Valid characters in a python class name
我正在动态地创建Python类,我知道并不是所有字符都在这个上下文中有效。
类库中是否有一个方法可用于清理随机文本字符串,以便将其用作类名?无论是这个还是允许的字符列表都是一个很好的帮助。
关于与标识符名称冲突的补充:如下面的答案中指出的@ignacio,任何有效的标识符字符都是类名中的有效字符。你甚至可以使用一个保留字作为类名,而不会有任何麻烦。但有一个陷阱。如果确实使用了保留字,则无法像其他(非动态创建的)类那样访问类(例如,通过执行
python语言参考,?2.3,"标识符和关键字"
Identifiers (also referred to as names) are described by the following lexical definitions:
1
2
3
4
5 identifier ::= (letter|"_") (letter | digit |"_")*
letter ::= lowercase | uppercase
lowercase ::= "a"..."z"
uppercase ::= "A"..."Z"
digit ::= "0"..."9"Identifiers are unlimited in length. Case is significant.
号
根据python语言参考第2.3节"标识符和关键字",有效的python标识符定义为:
1 | (letter|"_") (letter | digit |"_")* |
或者,在regex中:
1 | [a-zA-Z_][a-zA-Z0-9_]* |
。
有趣的是,标识符的第一个字符是特殊的。在第一个字符之后,数字"0"到"9"对标识符有效,但不能是第一个字符。

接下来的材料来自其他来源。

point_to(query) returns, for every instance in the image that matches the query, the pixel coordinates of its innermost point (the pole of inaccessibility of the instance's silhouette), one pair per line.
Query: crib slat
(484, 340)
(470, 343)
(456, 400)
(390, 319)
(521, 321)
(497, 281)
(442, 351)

这是一个函数,它将返回一个给定任意字符串的有效标识符。工作原理如下:
首先,我们使用
1 2 3 4 5 6 7 8 9 10 11 12 13 14 15 | def gen_valid_identifier(seq): # get an iterator itr = iter(seq) # pull characters until we get a legal one for first in identifer for ch in itr: if ch == '_' or ch.isalpha(): yield ch break # pull remaining characters and yield legal ones for identifier for ch in itr: if ch == '_' or ch.isalpha() or ch.isdigit(): yield ch def sanitize_identifier(name): return ''.join(gen_valid_identifier(name)) |
这是一个干净的和Python式的方法来处理一个序列两种不同的方式。对于这个简单的问题,我们可以使用一个布尔变量来指示是否已经看到第一个字符:
1 2 3 4 5 6 7 8 | def gen_valid_identifier(seq): saw_first_char = False for ch in seq: if not saw_first_char and (ch == '_' or ch.isalpha()): saw_first_char = True yield ch elif saw_first_char and (ch == '_' or ch.isalpha() or ch.isdigit()): yield ch |
号
我不喜欢这个版本几乎和第一个版本一样多。一个字符的特殊处理现在在整个控制流中纠结在一起,这将比第一个版本慢,因为它必须不断检查
在显式迭代器上循环的速度与让Python隐式地为您获取迭代器的速度一样快,显式迭代器允许我们拆分为标识符的不同部分处理不同规则的循环。所以显式迭代器为我们提供了运行速度更快的更干净的代码。赢/赢。
到目前为止,这是一个老问题,但是我想在Python3中添加一个关于如何实现的答案。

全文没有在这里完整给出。